Thank you for creating this essential everyday software!
Thanks for the report. Normally DjVu compresses better for me.
Please post an image which compresses better with PDF than DjVu, and then start gscan2pdf from the command line with the --log=log option, import the file, save it as PDF and DjVu, quit, and post the log file, which gscan2pdf should have compressed with xz.
This post contains a sample image. The log file will come next.
Here is the gscan2pdf log file. The output file sizes were 707.9 KiB for DjVU and 696.0 KiB for PDF.
You are using quality=66 when creating the PDF. I suspect that higher values will produce PDFs that are larger than the DjVu.
The image in the DjVu is compressed using c44. The quality settings in c44 are not a simple as percentage. I could expose them, but I doubt most users would take the time to try and understand them.
Have you seen the c44 options?
Thanks for this. I use
c44 -slice 12,40,101 $file
to match the file size produced by .webp quality 55. A question is, should this be made a default in gscan2pdf? It is hard to answer this without acceptance testing by the majority of users. Could a modifed version for debian be provided for testing?Meanwhile, I wasn't aware that I'd dropped the quality when producing the PDF. Is 66 modifiable when Compression is set to Automatic?

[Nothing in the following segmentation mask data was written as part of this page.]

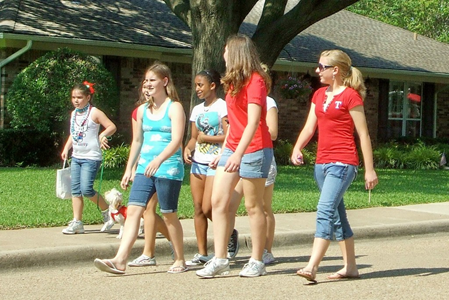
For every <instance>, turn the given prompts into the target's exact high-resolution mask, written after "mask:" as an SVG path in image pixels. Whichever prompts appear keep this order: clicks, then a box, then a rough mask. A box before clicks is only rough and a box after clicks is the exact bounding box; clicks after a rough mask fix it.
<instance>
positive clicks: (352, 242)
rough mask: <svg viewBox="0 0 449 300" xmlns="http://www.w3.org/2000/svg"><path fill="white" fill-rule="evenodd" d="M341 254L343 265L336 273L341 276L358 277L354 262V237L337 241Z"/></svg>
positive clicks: (351, 237)
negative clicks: (339, 240) (341, 254)
mask: <svg viewBox="0 0 449 300" xmlns="http://www.w3.org/2000/svg"><path fill="white" fill-rule="evenodd" d="M338 244H339V246H340V250H341V254H342V255H343V261H344V267H343V268H342V269H341V270H339V271H338V272H337V273H338V274H340V275H342V276H348V277H358V276H359V271H358V270H357V264H356V262H355V247H354V237H350V238H348V239H346V240H343V241H339V242H338Z"/></svg>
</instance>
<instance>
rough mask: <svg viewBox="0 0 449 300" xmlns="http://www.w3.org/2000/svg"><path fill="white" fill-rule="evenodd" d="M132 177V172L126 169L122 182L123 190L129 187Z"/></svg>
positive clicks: (120, 183) (121, 184) (121, 186)
mask: <svg viewBox="0 0 449 300" xmlns="http://www.w3.org/2000/svg"><path fill="white" fill-rule="evenodd" d="M131 177H132V172H128V171H126V172H125V174H123V177H122V181H121V182H120V186H121V188H122V189H123V190H125V191H126V189H127V188H128V186H129V181H130V180H131Z"/></svg>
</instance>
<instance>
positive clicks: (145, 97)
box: [62, 35, 378, 282]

Last edit: Arnab K Rana 2024-02-12
If the image is .jpg, then automatic compression will also use jpg for the PDF, and will take the quality parameter from the last time a jpg or a PDF with jpg compression was saved. i.e. if you save a test PDF compression=jpeg with quality=90, then that value will be used by subsequent PDFs with automatic compression that are jpg internally.
Note that the DjVu compression method also depends on the image type - jpg/png uses c44 (although I really should get around to also implementing cpaldjvu). BW images use cjb2.
I could certainly optionally expose the c44 arguments.
Thanks for this. Perhaps at in the past I saved a low-importance document with manual jpg compression at 66%, not realising that this would become the default.
Yes, exposing the c44 arguments seems like the way forward. They could be left blank by people who want the defaults or used by people who want control.